Surprising similarities unfolded between the different approaches to dynamical systems.
Attractive forces
Improvements in 2017 in VR hardware and software inspired me to explore the possiblity to immerse a viewer in ‘attractive’ force fields in an interactive way, where gestures affect the mathematical parameters.
In 2020 I finally put together an exhibition combining sculpture, video, VR and prints,
called ‘Point of Creation’.
Immersion
The hardware and software are slowly improving to make the experience more emotionally, viscerally engaging, in terms of the field of view, resolution, rendering and number of particles, which can be rendered flat or as lit spheroids.
So far there is no narrative, so the experience relies entirely on the visual qualities and soundscape. Levete, aka Jim and Gillian Graham, contributed their spatial soundtracks ‘Aether’ and ‘Earth Day’ to carry the experience.
Interaction
The position of the hands influences the parameters, and more recent devices get better at reading gestures, which could add additional, more intuitive paramter controls.

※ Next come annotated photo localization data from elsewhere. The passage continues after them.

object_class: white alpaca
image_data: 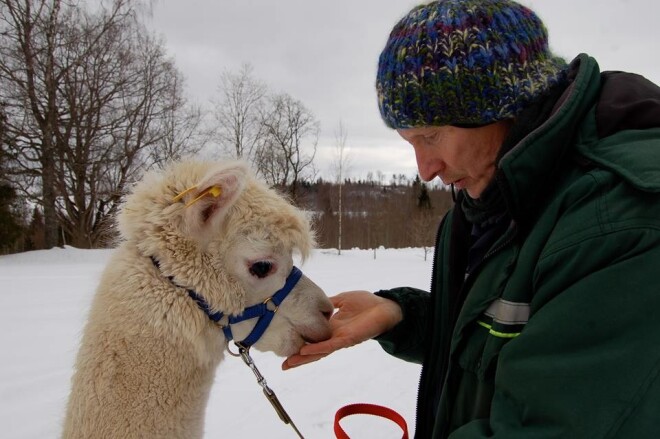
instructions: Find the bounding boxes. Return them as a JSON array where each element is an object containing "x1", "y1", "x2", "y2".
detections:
[{"x1": 62, "y1": 160, "x2": 333, "y2": 439}]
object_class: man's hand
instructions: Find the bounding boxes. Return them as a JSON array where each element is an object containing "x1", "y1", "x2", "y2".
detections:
[{"x1": 282, "y1": 290, "x2": 403, "y2": 370}]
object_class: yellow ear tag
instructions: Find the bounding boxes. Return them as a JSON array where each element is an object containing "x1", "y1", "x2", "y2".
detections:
[
  {"x1": 207, "y1": 186, "x2": 222, "y2": 198},
  {"x1": 184, "y1": 185, "x2": 223, "y2": 207}
]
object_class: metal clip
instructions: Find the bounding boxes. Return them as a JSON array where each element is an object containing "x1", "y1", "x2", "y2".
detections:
[{"x1": 225, "y1": 340, "x2": 241, "y2": 357}]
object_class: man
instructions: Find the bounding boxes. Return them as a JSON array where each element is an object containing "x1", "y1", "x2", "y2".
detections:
[{"x1": 285, "y1": 0, "x2": 660, "y2": 437}]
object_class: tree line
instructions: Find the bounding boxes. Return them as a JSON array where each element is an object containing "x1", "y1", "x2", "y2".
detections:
[
  {"x1": 0, "y1": 0, "x2": 453, "y2": 255},
  {"x1": 307, "y1": 176, "x2": 452, "y2": 257},
  {"x1": 4, "y1": 172, "x2": 454, "y2": 255}
]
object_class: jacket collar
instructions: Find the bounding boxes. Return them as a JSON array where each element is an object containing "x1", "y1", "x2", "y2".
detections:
[{"x1": 496, "y1": 54, "x2": 602, "y2": 223}]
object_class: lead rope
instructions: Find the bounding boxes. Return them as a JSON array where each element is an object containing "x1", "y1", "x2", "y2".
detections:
[
  {"x1": 231, "y1": 341, "x2": 408, "y2": 439},
  {"x1": 234, "y1": 343, "x2": 305, "y2": 439}
]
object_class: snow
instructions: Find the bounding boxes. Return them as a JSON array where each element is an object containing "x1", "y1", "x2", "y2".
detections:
[{"x1": 0, "y1": 246, "x2": 430, "y2": 438}]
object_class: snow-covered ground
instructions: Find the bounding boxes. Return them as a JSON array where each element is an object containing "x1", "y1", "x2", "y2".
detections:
[{"x1": 0, "y1": 247, "x2": 430, "y2": 438}]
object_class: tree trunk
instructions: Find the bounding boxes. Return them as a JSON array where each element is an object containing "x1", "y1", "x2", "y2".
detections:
[{"x1": 41, "y1": 144, "x2": 59, "y2": 248}]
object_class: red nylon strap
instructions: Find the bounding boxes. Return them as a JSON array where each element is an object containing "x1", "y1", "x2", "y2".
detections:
[{"x1": 334, "y1": 403, "x2": 409, "y2": 439}]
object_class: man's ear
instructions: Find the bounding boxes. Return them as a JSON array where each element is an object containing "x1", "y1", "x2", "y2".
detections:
[{"x1": 178, "y1": 164, "x2": 248, "y2": 240}]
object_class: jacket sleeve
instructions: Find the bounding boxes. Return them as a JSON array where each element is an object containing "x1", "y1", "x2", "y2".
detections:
[
  {"x1": 373, "y1": 287, "x2": 431, "y2": 365},
  {"x1": 449, "y1": 226, "x2": 660, "y2": 438}
]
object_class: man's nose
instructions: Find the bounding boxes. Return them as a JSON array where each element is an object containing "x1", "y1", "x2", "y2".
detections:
[{"x1": 414, "y1": 146, "x2": 441, "y2": 182}]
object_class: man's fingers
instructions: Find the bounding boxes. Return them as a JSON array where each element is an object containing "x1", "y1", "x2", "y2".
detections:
[
  {"x1": 297, "y1": 339, "x2": 337, "y2": 356},
  {"x1": 298, "y1": 335, "x2": 354, "y2": 356},
  {"x1": 282, "y1": 353, "x2": 327, "y2": 370},
  {"x1": 282, "y1": 335, "x2": 356, "y2": 371},
  {"x1": 329, "y1": 294, "x2": 345, "y2": 308}
]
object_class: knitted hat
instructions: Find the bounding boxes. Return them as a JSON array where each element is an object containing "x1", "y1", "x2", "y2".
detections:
[{"x1": 376, "y1": 0, "x2": 568, "y2": 129}]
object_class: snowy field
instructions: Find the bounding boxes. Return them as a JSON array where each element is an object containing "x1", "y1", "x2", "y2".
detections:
[{"x1": 0, "y1": 247, "x2": 430, "y2": 438}]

The subtleties and diversity of the mathematically generated 'forcefields' are surprisingly delicate and sensitive to minute changes of the parameters
In diverse sets of equations there are core principles of toroidal motions and vortices that merge and diverge .. .
About
Artist/Sculptor
“For the past twenty years, my work has focused on the creation of sheet metal forms based on dynamic, orbital curves. This was initially inspired by a series of diagrams drawn by a device that records the interaction of two pendulums, a harmonograph. The diagrams create an illusion of ribbon-like surfaces that twist freely while retaining a sense of rhythm and symmetry.”